Unseren neuen Kommentar für den 09.12.16 finden Sie hier.


Blick über den Tellerrand

Wer zum Thema Energie kommentiert, kommt in diesen Tagen an den Ereignissen im Wendland nicht vorbei. Dort vollzieht sich ein beeindruckendes Stück Demokratie, das wir auf Grund unserer räumlichen Nähe zum Geschehen selbst miterleben können. Bürger unterschiedlichster Couleur demonstrieren der Regierung dieses Landes, dass sie den mit vier Stromkonzernen geschlossen Deal, der einen weitreichenden Einfluss auf ihre direkte Nachbarschaft hat, nicht bereit sind hinzunehmen.

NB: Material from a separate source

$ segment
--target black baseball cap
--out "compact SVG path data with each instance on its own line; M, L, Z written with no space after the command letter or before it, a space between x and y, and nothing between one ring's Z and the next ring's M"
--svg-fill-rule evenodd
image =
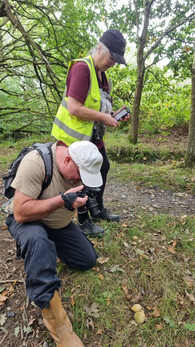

Beeindruckend ist die Vielfalt der Protestaktionen. Diese sind fantasievoll und haben teilweise ein hohes technisches Niveau. Der Widerstand ist nicht zuletzt deshalb so stark, weil die Protagonisten die Klaviatur der modernen Technik bestens spielen. Allein dieser Umstand beweist, dass hier nicht rückwärtsgewandte Zeitgeister am Werk sind, sondern Menschen, die fähig sind, ihre Welt zeitgemäß zu gestalten. Das unterscheidet sie von den Regierenden. Beeindruckend ist die Friedfertigkeit des Handels auf allen Seiten. Einige Massenmedien stellen zwar die gut verkäuflichen Gewaltausbrüche, die es in der Tat auch gibt, in den Vordergrund. Diese treten aber so häufig auf, wie Gewalt in dieser Gesellschaft insgesamt auftritt, nämlich selten. Die Suggestion, dass wir eine Zunahme der Gewalt erleben, wird nicht dadurch Realität, dass sie massenhaft zitiert wird. Statistiken belegen das Gegenteil. Quantitativ ist Gewalt seit Jahren auf dem Rückzug. Allenfalls die Qualität von Gewalt nimmt zu. Letztes gilt in gar keiner Weise für den wendländischen Widerstand. Protestierende und Polizei verhalten sich in ihrer überwiegenden Mehrheit vorbildlich. Die Politik könnte von der Dialogbereitschaft beider Gruppen sehr viel lernen, wenn sie lernfähig wäre. Ich konnte mich in vielen Gesprächen mit Polizistinnen und Polizisten an Orten der Blockaden, bei Mahnwachen und auf der Großdemonstration, davon überzeugen, dass hier Bürger in Uniform zu einem Handeln gezwungen werden, dass in gar keiner Weise ihrer Überzeugung entspricht. Mit diesem Widerspruch gehen die meisten von ihnen hervorragend um. Und das sogar noch nach über 30 Stunden Dienst. Die Länge des Einsatzes führt sie nun allerdings über ihre Grenzen hinaus. Die in den letzten Jahren erlernte Deeskalationsfähigkeit unserer Polizei findet auch außerhalb unseres Landes Anerkennung. Kroatien schickte Polizisten zum Studium vor Ort.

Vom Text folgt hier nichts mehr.